The ability to artificially reprogram human somatic cells, such as skin cells, into these so-called induced pluripotent stem (iPS) cells provided a way to make an essentially unlimited supply of ES-like cells, with widespread applications in disease modelling, drug screening and cell-based therapies.

“However, a persistent problem with the conventional reprograming process is that iPS cells can retain an epigenetic memory of their original somatic state, as well as other epigenetic abnormalities,” Professor Lister said. “This can create functional differences between the iPS cells and the ES cells they’re supposed to imitate, and specialised cells subsequently derived from them, which limits their use,”.

Professor Jose Polo, who is also with the Monash Biomedicine Discovery Institute, explained that they have now developed a new method, called transient-naive-treatment (TNT) reprogramming, that mimics the reset of a cell’s epigenome that happens in very early embryonic development.

“This significantly reduces the differences between iPS cells and ES cells and maximises the effectiveness of how human iPS cells can be applied,” he said.

Dr Sam Buckberry, a computational scientist from the Harry Perkins Institute, UWA, and Telethon Kids Institute, and co-first author of the study, said by studying how the somatic cell epigenome changed throughout the reprogramming process, they pinpointed when epigenetic aberrations emerged, and introduced a new epigenome reset step to avoid them and erase the memory.

“THIS SIGNIFICANTLY REDUCES THE DIFFERENCES BETWEEN IPS CELLS AND ES CELLS AND MAXIMISES THE EFFECTIVENESS OF HOW HUMAN IPS CELLS CAN BE APPLIED.”
-Professor Jose Polo, Director of Adelaide Centre for Epigenetics, University of Adelaide.


Dr Xiaodong Liu, a stem cell scientist who also spearheaded the research said the new human TNT-iPS cells much more closely resembled human ES cells – both molecularly and functionally – than those produced using conventional reprograming.

Dr Daniel Poppe, a cell biologist from UWA, the Harry Perkins Institute and co-first author, said the iPS cells generated using the TNT method differentiated into many other cells, such as neuron progenitors, better than the iPS cells generated with the standard method.

Monash University student and co-first author Jia Tan, said the team’s TNT method was dynamite.

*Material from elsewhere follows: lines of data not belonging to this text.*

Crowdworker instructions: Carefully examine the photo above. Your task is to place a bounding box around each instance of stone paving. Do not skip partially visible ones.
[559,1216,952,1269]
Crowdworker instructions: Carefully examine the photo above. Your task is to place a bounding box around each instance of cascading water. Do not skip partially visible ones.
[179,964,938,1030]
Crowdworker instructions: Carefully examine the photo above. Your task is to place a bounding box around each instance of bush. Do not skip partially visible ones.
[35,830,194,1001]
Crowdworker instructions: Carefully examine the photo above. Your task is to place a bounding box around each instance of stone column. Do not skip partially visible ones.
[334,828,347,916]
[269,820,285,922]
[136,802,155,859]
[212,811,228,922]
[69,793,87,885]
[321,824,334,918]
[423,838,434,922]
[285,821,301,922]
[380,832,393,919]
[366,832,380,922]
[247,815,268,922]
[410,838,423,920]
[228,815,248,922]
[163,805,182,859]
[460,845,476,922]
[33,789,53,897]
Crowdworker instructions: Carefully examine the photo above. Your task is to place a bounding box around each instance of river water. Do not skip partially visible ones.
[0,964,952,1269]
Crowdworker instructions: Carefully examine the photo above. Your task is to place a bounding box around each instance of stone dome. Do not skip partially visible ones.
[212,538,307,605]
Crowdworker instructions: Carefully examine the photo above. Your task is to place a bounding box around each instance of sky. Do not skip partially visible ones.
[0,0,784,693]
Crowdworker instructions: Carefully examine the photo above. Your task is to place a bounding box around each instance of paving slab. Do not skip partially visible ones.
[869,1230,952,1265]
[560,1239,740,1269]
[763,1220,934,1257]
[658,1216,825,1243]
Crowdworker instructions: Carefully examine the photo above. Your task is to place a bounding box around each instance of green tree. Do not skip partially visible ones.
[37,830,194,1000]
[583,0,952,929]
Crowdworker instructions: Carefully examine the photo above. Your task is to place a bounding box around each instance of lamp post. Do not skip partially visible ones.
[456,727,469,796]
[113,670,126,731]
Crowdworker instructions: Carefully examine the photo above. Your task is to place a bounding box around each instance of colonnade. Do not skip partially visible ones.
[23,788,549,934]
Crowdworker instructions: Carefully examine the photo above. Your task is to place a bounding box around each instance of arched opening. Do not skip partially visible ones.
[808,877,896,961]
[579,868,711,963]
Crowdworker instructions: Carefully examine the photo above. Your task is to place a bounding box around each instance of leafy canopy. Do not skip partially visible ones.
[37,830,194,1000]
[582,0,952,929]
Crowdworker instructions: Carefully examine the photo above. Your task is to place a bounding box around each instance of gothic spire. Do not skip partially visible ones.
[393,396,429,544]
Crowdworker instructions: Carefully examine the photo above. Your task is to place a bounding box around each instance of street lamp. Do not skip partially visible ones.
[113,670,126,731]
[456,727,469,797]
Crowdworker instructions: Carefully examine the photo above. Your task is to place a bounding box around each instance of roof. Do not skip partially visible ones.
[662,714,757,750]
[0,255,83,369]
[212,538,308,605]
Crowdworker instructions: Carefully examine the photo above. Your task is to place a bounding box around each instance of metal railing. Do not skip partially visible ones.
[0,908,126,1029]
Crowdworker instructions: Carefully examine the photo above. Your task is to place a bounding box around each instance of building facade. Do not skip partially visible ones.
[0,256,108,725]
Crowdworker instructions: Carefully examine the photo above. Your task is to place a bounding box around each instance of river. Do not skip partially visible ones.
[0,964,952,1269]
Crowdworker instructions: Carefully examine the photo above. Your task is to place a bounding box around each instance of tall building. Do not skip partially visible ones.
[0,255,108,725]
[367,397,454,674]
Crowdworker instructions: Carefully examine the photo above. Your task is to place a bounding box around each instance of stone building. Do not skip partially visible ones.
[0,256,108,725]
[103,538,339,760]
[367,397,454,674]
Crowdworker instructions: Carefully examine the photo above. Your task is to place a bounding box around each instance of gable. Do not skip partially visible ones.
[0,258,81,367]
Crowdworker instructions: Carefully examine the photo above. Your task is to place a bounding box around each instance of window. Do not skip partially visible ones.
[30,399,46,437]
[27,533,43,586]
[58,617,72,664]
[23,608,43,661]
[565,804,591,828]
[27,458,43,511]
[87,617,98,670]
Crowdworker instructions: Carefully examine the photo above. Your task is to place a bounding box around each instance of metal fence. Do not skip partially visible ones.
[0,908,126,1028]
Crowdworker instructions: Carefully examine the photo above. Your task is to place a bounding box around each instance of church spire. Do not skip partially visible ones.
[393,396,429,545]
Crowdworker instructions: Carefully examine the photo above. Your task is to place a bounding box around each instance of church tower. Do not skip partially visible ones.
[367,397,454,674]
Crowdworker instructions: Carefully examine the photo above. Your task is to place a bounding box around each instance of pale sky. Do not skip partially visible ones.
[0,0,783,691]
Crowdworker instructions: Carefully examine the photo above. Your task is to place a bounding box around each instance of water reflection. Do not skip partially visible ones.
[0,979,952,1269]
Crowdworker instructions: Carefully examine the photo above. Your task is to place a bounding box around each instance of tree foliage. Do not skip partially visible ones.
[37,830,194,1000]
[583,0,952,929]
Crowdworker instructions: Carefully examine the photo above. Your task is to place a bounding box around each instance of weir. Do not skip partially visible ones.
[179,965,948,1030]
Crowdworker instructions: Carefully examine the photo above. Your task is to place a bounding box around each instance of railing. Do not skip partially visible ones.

“It solves problems associated with conventionally generated iPS cells that if not addressed could have severely detrimental consequences for cell therapies in the long run,” he said.

Professor Polo said the precise molecular mechanisms underlying the iPS epigenome aberrations and their correction were not fully known, and further research was needed to understand them.

“We predict that TNT reprogramming will establish a new benchmark for cell therapies and biomedical research, and substantially advance their progress,” Professor Lister said.

The collaborative research project also included researchers from the Australian National University, Westlake University, Queen Mary University of London, Mater Research Institute, University of Queensland, Queensland Brain Institute, South Australian Health & Medical Research Institute, Duke-NUS Medical School and CSIRO.